The difficulty of comparing planned cesarean and vaginal deliveries

This study has several limitations, which are acknowledged by the authors:

  • Data derived from hospital discharge records and birth certificates have limitations. The 2 groups compared in this study were reconstructed from hospital records, and the planned mode of delivery was determined retrospectively. For these reasons, the planned primary cesarean group may be an inaccurate measure and oversimplification of maternal request.
  • The cesarean delivery rate in the planned vaginal birth group was low at 8.7%, compared with the overall national primary cesarean rate of 20.6% in 2004.1 This suggests that the selection of patients for inclusion in this study may have been subject to bias.
  • Using an intent-to-treat analysis, the authors included women with planned vaginal birth who delivered via unplanned primary cesarean section, but failed to include the converse: women with planned cesarean delivery who presented in labor. Although mothers with labored cesareans constitute a small group, they are known to be exposed to higher complication rates than are women with unlabored cesareans.
  • The primary reason for hospitalization was wound infection, and this study did not adjust for other important confounders for this complication, such as obesity.

In general, findings do not change those of the NIH panel on CDMR

This study highlights the paucity of literature on CDMR and the need for better prospective data. In a state-of-the-science conference on CDMR, sponsored by the National Institutes of Health in March 2006, a systematic review of the literature found weak evidence supporting a lower infection rate with vaginal delivery, compared with planned or unplanned cesarean.2 In our view, the study by Declercq and colleagues does not change the weak nature of evidence, but corroborates the impression of many practitioners that, in general, cesarean delivery is associated with higher rates of infectious morbidity than vaginal birth.

Although rehospitalization remains an important complication of cesarean section, the choice of delivery method is complex and involves numerous other factors such as ethics, fetal and neonatal morbidity, cultural background, professional resources, concerns about pelvic floor injury, and the risk of abnormal placentation in future pregnancies.

Bottom line: Individualize the decision

When a patient inquires about CDMR, the practitioner should carefully individualize the decision consistent with ethical principles and informed consent, while taking into account the available medical and health resources and the patient’s preferences. Unfortunately, there is little clear guidance we can offer women considering CDMR because there are major gaps in our information.

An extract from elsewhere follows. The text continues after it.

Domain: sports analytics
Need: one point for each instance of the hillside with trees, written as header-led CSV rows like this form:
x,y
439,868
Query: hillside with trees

Sorely needed is a comprehensive, nationwide research effort to more precisely understand the risks and benefits—for both mother and child—of cesarean delivery on maternal request as compared with both planned vaginal delivery and medically advised cesarean section. We owe the women and children of this nation nothing less.


1. Martin JA, et al. Preliminary births for 2004: infant and maternal health. National Center for Health Statistics, Centers for Disease Control and Prevention. Available at Accessed April 12, 2007.

2. National Institutes of Health State-of-the-Science Conference statement: cesarean delivery on maternal request, March 27–29, 2006. Obstet Gynecol. 2006;107:1386-1397.